Hazal habla con Kenan y le explica que el hombre que le trajo a casa es Vural, el hombre para el que trabajó con camarera en su fiesta de cumpleaños. Ya más calmado, Kenan le pide perdón a su amada por haber tenido un brote de celos. Lo cierto es que el joven está sometido a mucha presión y lo ha pagado con quien menos debía.

Pasados unos días, la situación económica de Hazal y de Kenan se complica cuando a este último le confiscan su barco. Ahora no tiene opción de ganar dinero y conseguir la suma necesaria para casarse con su prometida y darle la vida que se merece. Hazal trata de tranquilizarle y le promete que juntos encontrarán una solución: «No pienso dejarte solo en un momento como este. Sabe que estoy aquí para lo que necesites».

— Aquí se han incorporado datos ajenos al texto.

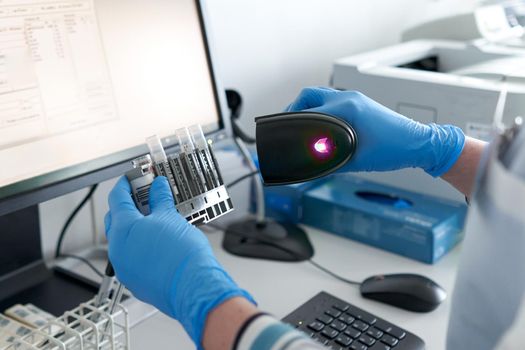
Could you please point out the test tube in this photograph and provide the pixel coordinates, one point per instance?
(206, 158)
(140, 179)
(190, 162)
(161, 165)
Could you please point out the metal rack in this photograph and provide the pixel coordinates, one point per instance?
(86, 327)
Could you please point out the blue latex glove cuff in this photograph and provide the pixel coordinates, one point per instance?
(387, 140)
(198, 302)
(165, 261)
(444, 158)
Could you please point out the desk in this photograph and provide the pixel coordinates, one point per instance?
(281, 287)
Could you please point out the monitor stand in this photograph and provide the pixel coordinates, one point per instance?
(24, 276)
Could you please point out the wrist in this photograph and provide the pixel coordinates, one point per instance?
(442, 149)
(200, 285)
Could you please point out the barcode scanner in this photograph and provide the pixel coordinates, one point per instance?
(302, 146)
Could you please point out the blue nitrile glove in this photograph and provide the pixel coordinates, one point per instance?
(165, 261)
(386, 139)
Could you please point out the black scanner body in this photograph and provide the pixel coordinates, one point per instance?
(302, 146)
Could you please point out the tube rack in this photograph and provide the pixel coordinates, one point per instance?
(86, 327)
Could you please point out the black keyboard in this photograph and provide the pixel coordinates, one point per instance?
(339, 325)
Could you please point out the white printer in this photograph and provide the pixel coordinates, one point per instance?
(445, 82)
(501, 24)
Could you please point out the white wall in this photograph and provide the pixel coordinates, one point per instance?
(268, 50)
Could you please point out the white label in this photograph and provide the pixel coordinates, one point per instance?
(479, 131)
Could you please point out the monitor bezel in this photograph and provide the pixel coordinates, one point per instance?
(42, 188)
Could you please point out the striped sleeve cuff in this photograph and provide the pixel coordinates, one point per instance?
(266, 333)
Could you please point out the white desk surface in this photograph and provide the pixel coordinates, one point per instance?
(280, 287)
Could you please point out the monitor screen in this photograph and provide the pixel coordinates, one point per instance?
(84, 82)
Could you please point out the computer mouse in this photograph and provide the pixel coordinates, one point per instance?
(406, 291)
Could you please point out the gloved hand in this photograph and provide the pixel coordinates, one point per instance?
(386, 139)
(165, 261)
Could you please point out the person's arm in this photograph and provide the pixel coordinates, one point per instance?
(390, 141)
(462, 175)
(168, 263)
(221, 335)
(238, 325)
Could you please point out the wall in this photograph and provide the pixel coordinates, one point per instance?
(268, 50)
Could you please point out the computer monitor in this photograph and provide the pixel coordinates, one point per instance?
(82, 84)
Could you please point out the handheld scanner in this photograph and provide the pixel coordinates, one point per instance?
(302, 146)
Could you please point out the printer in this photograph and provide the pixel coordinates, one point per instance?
(445, 82)
(500, 24)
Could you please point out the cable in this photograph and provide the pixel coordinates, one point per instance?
(85, 261)
(58, 250)
(242, 178)
(313, 263)
(334, 275)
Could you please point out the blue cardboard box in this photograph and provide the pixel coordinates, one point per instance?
(414, 225)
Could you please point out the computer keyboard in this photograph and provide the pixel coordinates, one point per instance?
(339, 325)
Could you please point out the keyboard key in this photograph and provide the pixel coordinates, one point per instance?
(336, 347)
(360, 325)
(358, 346)
(380, 346)
(366, 318)
(353, 333)
(333, 312)
(346, 318)
(340, 326)
(329, 332)
(375, 332)
(390, 329)
(341, 306)
(389, 340)
(343, 340)
(365, 339)
(325, 319)
(316, 326)
(308, 332)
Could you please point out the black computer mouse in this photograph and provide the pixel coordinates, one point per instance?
(407, 291)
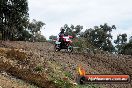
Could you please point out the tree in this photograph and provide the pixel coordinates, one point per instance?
(13, 17)
(100, 37)
(52, 37)
(35, 27)
(73, 30)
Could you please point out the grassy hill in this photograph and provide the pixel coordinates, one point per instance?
(32, 65)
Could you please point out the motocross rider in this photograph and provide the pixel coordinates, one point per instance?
(61, 34)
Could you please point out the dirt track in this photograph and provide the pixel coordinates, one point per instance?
(41, 53)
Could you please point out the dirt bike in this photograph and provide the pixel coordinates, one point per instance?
(65, 43)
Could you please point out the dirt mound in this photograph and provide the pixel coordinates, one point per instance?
(41, 60)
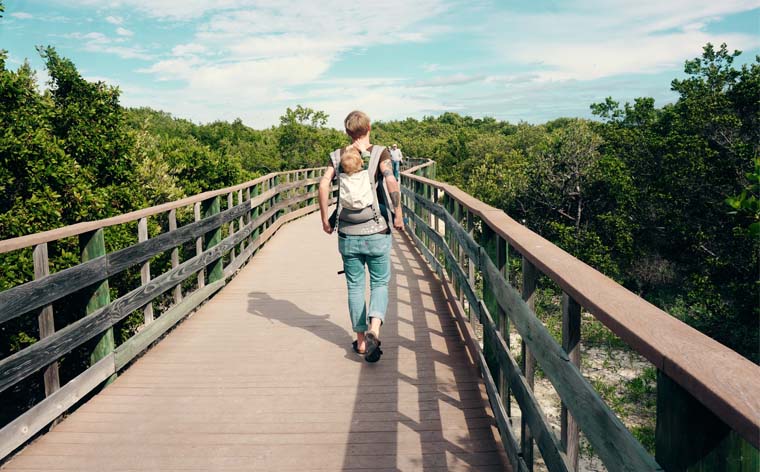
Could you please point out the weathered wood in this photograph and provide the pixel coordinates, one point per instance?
(93, 246)
(175, 254)
(45, 320)
(718, 377)
(232, 224)
(142, 236)
(241, 219)
(508, 439)
(199, 245)
(23, 428)
(89, 226)
(261, 238)
(23, 363)
(549, 445)
(571, 343)
(142, 340)
(489, 242)
(529, 279)
(531, 412)
(37, 293)
(466, 284)
(689, 437)
(614, 444)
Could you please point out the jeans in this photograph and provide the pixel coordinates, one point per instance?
(374, 251)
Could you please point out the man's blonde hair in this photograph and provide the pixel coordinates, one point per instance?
(357, 124)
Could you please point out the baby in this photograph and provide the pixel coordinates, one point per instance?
(351, 161)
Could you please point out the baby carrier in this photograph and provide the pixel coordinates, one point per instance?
(359, 212)
(355, 191)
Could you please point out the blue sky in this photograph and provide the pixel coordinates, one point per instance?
(211, 60)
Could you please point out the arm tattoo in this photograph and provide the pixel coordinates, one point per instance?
(396, 198)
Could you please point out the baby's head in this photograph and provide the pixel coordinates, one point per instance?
(351, 161)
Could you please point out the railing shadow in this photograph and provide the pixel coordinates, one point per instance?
(377, 436)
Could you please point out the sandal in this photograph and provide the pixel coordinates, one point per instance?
(373, 351)
(355, 345)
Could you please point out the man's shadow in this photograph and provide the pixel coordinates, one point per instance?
(285, 312)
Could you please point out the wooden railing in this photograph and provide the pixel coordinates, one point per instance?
(253, 211)
(708, 396)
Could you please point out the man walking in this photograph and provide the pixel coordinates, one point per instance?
(364, 236)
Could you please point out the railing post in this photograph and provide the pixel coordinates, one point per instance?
(457, 248)
(212, 238)
(142, 235)
(527, 362)
(255, 212)
(199, 245)
(277, 198)
(230, 204)
(489, 243)
(241, 220)
(571, 340)
(92, 245)
(175, 254)
(45, 319)
(689, 437)
(470, 263)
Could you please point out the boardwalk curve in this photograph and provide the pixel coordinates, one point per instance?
(262, 377)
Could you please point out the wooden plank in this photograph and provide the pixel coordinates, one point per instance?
(80, 228)
(614, 444)
(175, 254)
(508, 439)
(142, 340)
(532, 414)
(45, 320)
(720, 378)
(548, 444)
(25, 362)
(142, 236)
(690, 437)
(199, 245)
(23, 428)
(210, 208)
(232, 223)
(571, 343)
(37, 293)
(529, 279)
(93, 246)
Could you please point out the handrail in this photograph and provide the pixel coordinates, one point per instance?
(20, 242)
(263, 205)
(719, 378)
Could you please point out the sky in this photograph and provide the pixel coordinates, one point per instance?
(532, 61)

Aziz regresa a la vida de Vural para torturarle

Por otro lado, Vural debe hacer frente a su pasado cuando Aziz, el hermano de su difunta esposa sale de prisión y lo primero que hace es visitar a su cuñado, para echarle en cara su culpabilidad en la desaparición de su preciada hermana: «Te juro que no voy a parar hasta hacerte pagar por lo que hiciste. Eres un maldito y un cobarde».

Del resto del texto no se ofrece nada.